Salah satu yang menyita perhatian adalah kebijakan melebarkan defisit menjadi 6,34 persen terhadap PDB. Padahal, defisit anggaran biasanya ditetapkan tidak melewati angka 3 persen produk domestik bruto.
Keputusan memperbesar angka selisih pendapatan dan belanja itu ditujukan agar negara mempunyai ruang untuk melakukan penanganan krisis pandemi. Rencananya, defisit anggaran akan berada dalam situasi extraordinary paling lama hingga 2023.
Menteri Keuangan Sri Mulyani melaporkan bahwa dalam realisasi APBN 2020 terjadi defisit anggaran sebesar Rp956,3 triliun atau setara dengan 6,09 persen dari PDB.
Pemerintah sendiri dalam program pemulihan ekonomi nasional (PEN) diketahui menghabiskan anggaran tidak kurang dari Rp579,7 triliun. Jumlah itu setara dengan 83 persen pagu anggaran yang disediakan oleh negara sebesar Rp695 triliun.
Perlindungan sosial menjadi prioritas utama dengan serapan Rp220 triliun. Lalu diikuti oleh beberapa sektor lain, seperti kesehatan Rp65 triliun, sektor kementerian/lembaga dan pemda Rp66,5 triliun, serta insentif dunia usaha sekitar Rp50 triliun.
BACA JUGA:
Optimisme 2021
Pemerintah yakin situasi pada sepanjang 2021 akan lebih terkendali dibandingkan dengan periode sebelumnya. Hal tersebut didasari oleh proyeksi pertumbuhan ekonomi kuartal IV 2020 yang diyakini akan berada di level 4,5 persen hingga 5,5 persen. Sebelumnya, pertumbuhan sempat terpuruk ke level terendah minus 5,3 persen pada kuartal II/2020 dan minus 3,49 di kuartal III/2020.
Optimisme itu sejalan dengan prediksi IMF dan Bank Dunia yang memperkirakan ekonomi global tumbuh di kisaran 4 persen hingga 5,2 persen pada sepanjang 2021.

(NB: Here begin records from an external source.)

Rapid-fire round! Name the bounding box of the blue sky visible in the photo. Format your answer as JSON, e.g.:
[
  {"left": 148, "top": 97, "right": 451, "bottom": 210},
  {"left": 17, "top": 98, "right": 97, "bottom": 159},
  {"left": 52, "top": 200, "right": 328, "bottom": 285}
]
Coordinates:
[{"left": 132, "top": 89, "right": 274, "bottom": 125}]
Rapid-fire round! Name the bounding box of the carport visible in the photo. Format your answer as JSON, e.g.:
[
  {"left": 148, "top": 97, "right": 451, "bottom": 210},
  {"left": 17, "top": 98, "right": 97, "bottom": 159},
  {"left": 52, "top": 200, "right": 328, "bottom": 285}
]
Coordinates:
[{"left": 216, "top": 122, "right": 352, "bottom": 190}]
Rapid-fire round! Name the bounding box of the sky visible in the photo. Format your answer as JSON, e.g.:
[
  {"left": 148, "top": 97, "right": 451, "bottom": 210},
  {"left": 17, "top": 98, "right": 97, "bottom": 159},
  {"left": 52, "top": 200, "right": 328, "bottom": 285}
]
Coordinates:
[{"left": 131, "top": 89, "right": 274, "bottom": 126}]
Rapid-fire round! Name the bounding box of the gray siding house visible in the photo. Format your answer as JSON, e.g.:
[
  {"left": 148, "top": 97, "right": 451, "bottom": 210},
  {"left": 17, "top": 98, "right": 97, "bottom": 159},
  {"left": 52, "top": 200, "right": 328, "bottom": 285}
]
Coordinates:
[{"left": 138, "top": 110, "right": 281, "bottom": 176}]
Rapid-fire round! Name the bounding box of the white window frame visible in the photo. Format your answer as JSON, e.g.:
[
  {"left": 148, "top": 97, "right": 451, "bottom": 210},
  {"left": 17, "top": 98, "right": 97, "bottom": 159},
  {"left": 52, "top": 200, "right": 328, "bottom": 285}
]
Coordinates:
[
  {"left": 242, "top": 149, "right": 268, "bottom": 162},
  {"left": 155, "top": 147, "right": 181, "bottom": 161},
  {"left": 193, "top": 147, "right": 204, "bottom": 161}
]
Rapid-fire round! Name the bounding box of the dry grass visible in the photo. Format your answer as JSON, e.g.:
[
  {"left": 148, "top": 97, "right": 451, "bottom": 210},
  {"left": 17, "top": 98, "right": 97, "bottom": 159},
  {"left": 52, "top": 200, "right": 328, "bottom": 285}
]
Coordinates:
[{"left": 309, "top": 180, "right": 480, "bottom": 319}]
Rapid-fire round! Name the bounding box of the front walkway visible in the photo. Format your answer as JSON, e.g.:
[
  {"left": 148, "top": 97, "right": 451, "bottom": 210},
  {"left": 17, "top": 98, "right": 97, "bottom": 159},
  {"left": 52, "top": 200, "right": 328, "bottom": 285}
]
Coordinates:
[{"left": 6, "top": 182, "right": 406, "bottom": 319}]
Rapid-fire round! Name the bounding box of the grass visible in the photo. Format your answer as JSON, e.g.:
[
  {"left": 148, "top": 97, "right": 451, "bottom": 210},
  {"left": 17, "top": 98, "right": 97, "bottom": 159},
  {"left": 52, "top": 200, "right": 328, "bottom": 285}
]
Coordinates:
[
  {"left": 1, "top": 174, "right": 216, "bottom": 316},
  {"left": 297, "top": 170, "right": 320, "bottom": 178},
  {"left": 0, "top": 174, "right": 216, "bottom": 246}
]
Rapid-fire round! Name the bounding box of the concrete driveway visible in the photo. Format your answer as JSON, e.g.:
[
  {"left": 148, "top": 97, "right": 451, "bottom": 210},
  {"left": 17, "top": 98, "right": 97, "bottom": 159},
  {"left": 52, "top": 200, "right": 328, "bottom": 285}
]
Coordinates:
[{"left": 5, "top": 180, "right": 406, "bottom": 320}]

Indikator lain pemulihan ekonomi telah berjalan di jalur yang benar dapat dilihat dari indeks harga saham gabungan yang telah kembali ke ‘habitat’ 6.000 setelah sempat terkoreksi cukup dalam pada Maret 2020 lalu dengan 3.900-an.
Intermediasi perbankan juga diyakini akan bangkit sejalan dengan permintaan dana dari pelaku usaha yang sudah mulai meningkat . OJK mengatakan bahwa kredit perbankan bisa tumbuh 6-7 persen tahun ini. Kemudian, indeks kepercayaan konsumen juga naik ke level 96,5 pada Desember 2020.
Dari keseluruhan parameter positif ini, aspek utama yang paling penting untuk dikelola adalah kesuksesan program vaksinasi. Sebab, tanpa sinyal positif dari sektor kesehatan, seluruh indikator tersebut dipastikan akan jalan ditempat dan pertumbuhan bakal berada pada kondisi semu akibat keterbatasan ruang ekspansi.